Friday, November 18, 2016

the Renaissance man



I left off on Wednesday with the universal man moving into the “Renaissance man.”

But we should remember that, even though there was much talk about the universal man, i.e., the fully developed personality, during and after the Renaissance, the idea of universality in the Renaissance was restricted to the upper class.

The working class were not exactly studying Greek philosophy or astronomy during breaks from brick laying or manure shoveling. They lacked the time, the energy, or the money. Indeed, Renaissance historian Sir John Rigby Hale noted that the leisured upper class was attracted to the idea of universalism because it allowed them to distinguish themselves from people who had to work for a living.

The OED defines a Renaissance man simply as “one who exhibits the virtues of an idealized man of the Renaissance.” This is a surprisingly new term. It did not even appear in the 1933 first edition of the OED; it was not added until a later supplement.

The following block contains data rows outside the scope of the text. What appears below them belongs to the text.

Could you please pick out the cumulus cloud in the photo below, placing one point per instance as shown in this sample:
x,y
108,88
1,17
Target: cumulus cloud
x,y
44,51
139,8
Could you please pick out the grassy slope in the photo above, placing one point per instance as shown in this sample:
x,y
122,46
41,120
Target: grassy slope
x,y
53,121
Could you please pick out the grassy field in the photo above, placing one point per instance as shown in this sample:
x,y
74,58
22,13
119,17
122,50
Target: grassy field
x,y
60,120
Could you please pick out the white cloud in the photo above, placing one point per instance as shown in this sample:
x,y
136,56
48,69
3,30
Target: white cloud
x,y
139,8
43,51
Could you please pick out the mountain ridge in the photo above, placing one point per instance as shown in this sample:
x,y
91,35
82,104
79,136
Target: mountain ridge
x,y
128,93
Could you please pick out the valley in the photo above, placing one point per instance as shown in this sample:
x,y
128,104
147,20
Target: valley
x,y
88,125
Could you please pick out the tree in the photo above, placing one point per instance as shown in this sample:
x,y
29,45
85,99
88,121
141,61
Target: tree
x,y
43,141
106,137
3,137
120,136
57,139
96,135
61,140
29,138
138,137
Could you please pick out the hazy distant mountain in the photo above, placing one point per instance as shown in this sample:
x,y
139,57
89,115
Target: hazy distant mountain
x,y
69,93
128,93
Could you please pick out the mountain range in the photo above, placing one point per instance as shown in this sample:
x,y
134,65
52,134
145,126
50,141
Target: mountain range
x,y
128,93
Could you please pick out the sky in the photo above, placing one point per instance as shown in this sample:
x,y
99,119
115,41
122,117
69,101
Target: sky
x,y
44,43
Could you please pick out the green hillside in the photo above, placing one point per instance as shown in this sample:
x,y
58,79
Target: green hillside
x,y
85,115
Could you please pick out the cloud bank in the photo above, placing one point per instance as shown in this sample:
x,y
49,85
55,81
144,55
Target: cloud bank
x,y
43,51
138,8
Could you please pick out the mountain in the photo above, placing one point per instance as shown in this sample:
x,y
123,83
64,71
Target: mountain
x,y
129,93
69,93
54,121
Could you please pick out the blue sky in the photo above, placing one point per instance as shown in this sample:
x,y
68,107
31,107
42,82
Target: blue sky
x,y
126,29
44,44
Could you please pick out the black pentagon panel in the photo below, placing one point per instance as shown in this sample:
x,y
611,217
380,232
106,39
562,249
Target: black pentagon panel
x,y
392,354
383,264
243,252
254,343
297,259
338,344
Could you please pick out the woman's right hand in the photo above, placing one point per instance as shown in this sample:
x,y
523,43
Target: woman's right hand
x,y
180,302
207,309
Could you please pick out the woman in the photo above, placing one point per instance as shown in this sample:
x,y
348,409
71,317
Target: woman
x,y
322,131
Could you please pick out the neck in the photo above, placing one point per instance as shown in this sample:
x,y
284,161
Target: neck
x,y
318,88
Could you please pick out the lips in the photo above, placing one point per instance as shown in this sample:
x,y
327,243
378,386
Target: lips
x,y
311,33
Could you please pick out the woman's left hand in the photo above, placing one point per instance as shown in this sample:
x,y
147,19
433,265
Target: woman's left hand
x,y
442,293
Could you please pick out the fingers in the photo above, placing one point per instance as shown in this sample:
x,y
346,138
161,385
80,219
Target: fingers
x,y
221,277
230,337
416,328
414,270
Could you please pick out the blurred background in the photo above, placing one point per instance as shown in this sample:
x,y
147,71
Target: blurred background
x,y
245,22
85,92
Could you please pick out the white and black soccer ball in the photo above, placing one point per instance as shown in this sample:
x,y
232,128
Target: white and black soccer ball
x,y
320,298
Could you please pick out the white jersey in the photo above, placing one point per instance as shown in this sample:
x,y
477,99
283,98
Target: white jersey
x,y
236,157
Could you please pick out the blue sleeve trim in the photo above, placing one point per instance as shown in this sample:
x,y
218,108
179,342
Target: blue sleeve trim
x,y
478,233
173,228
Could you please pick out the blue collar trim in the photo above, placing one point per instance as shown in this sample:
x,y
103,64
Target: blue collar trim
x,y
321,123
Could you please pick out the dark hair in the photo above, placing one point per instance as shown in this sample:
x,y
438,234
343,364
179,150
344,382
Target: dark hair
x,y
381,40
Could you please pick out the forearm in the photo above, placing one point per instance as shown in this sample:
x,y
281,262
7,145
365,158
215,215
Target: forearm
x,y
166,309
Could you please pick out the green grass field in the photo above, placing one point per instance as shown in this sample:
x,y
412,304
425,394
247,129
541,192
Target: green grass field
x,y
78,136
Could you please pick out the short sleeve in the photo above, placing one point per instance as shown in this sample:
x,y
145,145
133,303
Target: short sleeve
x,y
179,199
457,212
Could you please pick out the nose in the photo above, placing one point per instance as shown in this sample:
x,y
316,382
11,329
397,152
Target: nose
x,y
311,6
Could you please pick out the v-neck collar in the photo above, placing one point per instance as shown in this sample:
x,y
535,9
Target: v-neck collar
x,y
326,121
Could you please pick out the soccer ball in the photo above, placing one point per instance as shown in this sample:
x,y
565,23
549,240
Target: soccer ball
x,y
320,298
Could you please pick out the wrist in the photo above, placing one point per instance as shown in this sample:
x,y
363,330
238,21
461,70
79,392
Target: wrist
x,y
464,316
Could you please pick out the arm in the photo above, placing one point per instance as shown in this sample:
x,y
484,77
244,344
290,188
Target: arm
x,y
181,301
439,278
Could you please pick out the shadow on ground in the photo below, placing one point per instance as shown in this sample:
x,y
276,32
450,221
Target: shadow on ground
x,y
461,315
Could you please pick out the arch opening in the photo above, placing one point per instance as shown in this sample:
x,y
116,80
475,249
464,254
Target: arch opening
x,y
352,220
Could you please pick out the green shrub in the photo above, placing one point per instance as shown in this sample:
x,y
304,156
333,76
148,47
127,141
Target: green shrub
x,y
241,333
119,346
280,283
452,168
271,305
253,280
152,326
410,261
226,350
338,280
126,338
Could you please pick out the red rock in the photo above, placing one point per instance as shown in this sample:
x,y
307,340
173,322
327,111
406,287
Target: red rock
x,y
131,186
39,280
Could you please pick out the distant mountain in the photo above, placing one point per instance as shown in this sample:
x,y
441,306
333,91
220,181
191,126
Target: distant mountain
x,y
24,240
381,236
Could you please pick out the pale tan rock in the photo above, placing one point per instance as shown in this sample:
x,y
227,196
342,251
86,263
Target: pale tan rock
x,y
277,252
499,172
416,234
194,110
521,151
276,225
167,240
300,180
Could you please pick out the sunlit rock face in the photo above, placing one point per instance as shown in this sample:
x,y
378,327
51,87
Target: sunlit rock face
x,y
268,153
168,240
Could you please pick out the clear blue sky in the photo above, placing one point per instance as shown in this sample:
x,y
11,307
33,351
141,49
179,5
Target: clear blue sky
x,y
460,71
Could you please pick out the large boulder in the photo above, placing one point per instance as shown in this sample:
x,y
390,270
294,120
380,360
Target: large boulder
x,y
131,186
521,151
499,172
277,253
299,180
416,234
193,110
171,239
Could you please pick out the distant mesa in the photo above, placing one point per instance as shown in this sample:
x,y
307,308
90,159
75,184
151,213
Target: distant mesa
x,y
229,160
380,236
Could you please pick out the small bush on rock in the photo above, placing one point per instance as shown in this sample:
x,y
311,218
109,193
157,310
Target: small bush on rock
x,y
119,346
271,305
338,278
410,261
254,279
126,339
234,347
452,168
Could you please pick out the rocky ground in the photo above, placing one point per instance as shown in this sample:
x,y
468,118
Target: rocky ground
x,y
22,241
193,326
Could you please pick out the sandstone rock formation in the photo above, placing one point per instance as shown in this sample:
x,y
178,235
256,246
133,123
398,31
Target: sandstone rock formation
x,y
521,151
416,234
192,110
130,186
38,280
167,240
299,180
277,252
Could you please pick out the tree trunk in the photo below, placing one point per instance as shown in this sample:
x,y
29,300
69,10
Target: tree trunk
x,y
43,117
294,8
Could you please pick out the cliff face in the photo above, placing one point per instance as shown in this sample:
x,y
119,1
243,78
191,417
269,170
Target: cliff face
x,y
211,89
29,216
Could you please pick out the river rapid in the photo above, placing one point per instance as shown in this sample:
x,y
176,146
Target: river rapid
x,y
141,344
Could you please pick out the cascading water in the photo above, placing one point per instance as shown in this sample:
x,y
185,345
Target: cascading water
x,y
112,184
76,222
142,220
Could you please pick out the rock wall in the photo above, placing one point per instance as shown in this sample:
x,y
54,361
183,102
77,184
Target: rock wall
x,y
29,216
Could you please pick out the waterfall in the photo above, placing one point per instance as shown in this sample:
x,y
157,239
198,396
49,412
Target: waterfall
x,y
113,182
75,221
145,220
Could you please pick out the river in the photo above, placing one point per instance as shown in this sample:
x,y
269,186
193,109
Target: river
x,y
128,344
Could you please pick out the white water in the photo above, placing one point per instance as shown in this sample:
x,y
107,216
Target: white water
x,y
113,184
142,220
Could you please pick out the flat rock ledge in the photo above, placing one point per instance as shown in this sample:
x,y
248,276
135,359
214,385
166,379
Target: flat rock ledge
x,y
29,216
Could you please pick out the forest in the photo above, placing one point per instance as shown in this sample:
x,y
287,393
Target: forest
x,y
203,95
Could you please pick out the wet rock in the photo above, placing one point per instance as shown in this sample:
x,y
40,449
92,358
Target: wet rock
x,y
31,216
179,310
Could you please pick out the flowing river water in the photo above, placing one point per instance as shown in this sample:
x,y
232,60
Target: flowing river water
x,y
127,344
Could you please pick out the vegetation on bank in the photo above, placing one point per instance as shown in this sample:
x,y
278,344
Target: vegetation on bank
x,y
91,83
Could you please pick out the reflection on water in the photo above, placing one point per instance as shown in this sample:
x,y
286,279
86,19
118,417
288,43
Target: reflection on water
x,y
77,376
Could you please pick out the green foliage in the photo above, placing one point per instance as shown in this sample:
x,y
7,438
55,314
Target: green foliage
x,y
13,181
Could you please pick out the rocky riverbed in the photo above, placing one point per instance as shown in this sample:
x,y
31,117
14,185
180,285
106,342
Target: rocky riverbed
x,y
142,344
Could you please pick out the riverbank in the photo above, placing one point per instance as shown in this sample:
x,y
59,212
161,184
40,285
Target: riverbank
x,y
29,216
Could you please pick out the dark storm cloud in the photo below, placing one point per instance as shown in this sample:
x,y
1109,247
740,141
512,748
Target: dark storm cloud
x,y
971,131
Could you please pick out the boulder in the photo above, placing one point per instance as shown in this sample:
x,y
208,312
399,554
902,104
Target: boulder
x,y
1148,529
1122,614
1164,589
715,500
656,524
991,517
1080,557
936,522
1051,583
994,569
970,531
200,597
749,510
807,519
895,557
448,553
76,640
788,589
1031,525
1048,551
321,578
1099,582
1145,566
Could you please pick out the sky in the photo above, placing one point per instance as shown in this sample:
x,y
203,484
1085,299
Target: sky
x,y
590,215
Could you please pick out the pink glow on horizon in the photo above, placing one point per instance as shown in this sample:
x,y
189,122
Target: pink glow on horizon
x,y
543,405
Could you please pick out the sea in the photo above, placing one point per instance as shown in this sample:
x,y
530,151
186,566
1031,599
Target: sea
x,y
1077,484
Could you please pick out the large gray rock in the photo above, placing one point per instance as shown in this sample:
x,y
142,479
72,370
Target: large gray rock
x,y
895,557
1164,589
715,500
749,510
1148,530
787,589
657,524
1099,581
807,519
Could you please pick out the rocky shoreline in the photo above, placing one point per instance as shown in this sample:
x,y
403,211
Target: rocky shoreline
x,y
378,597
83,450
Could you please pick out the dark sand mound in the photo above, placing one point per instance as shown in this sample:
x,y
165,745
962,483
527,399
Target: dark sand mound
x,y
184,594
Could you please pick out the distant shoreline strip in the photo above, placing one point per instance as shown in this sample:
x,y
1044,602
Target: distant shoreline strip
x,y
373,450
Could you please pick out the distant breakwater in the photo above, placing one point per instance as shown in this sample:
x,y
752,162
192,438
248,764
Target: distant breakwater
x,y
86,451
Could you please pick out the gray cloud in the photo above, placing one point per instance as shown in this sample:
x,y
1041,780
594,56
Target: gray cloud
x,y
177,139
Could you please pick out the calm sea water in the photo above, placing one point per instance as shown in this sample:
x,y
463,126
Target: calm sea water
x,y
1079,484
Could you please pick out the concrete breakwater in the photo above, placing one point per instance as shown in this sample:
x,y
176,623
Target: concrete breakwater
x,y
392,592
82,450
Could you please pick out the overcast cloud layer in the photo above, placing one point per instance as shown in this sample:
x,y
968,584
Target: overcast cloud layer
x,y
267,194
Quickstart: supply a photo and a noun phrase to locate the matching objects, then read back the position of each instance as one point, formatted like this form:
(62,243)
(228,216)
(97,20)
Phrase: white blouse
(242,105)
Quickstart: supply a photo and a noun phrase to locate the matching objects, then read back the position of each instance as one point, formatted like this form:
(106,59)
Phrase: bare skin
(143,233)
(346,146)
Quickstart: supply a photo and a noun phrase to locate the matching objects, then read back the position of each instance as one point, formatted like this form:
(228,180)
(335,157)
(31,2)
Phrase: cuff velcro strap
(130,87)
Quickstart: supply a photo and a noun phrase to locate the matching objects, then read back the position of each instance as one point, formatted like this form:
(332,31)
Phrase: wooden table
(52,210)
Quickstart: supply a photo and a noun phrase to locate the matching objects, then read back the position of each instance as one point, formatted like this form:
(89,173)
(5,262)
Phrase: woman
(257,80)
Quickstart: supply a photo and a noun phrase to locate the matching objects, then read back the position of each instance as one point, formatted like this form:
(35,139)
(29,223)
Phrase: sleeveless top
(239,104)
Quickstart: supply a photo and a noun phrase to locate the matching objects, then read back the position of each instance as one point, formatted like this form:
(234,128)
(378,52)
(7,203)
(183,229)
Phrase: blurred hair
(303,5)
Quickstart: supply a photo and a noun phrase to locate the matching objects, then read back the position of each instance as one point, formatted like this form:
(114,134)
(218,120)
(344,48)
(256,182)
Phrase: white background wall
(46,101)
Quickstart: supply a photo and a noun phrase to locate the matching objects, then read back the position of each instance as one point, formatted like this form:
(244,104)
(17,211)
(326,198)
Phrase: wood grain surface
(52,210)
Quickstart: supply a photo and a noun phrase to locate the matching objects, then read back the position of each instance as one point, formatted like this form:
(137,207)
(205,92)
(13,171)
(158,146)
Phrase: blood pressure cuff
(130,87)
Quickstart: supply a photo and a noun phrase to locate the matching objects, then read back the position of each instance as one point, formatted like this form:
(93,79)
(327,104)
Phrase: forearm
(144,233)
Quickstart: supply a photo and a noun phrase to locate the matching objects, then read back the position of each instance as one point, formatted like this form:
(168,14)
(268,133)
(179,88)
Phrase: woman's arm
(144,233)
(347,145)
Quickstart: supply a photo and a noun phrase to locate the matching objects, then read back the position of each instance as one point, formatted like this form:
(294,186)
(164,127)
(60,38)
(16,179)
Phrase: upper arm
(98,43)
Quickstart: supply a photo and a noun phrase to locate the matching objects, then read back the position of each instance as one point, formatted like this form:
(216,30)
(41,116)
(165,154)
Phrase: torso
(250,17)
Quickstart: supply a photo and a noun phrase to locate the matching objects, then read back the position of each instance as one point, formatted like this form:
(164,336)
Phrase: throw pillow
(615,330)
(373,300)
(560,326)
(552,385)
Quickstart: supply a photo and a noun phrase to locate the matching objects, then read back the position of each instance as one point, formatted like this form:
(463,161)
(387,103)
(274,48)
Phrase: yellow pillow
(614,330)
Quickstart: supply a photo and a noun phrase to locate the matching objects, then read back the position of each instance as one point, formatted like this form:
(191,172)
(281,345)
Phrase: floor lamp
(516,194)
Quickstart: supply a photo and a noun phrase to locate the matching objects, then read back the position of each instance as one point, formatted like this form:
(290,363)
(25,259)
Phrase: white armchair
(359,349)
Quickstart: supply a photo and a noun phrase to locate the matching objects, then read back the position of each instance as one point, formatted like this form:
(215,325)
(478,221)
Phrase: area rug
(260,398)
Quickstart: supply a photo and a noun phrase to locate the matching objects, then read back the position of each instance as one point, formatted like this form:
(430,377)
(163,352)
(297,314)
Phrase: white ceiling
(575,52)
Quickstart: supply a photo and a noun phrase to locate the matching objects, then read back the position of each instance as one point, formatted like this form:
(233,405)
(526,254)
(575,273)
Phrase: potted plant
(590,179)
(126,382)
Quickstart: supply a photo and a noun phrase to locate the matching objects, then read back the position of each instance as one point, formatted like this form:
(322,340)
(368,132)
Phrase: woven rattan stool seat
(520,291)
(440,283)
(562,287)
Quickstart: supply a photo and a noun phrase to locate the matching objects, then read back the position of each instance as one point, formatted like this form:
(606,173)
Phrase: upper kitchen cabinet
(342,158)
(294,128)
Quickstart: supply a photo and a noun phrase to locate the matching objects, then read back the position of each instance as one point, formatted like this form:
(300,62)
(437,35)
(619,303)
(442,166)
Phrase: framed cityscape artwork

While the OED does not list any uses of the phrase Renaissance man prior to 1906, when English historian William Harrison Woodward used it in his book Studies in Education during the Age of the Renaissance, it definitely missed a few early uses.

With the advantages of modern technology, a Google book search located a use of the phrase as far back as 1874, when scholar and writer Rev. Richard St. John Tyrwhitt used it in an article for the magazine Old and New.

However, the concept of the Renaissance man did not enter into popular usage for some time. The term did not appear in an American newspaper until 1907, and not in the New York Times until 1923.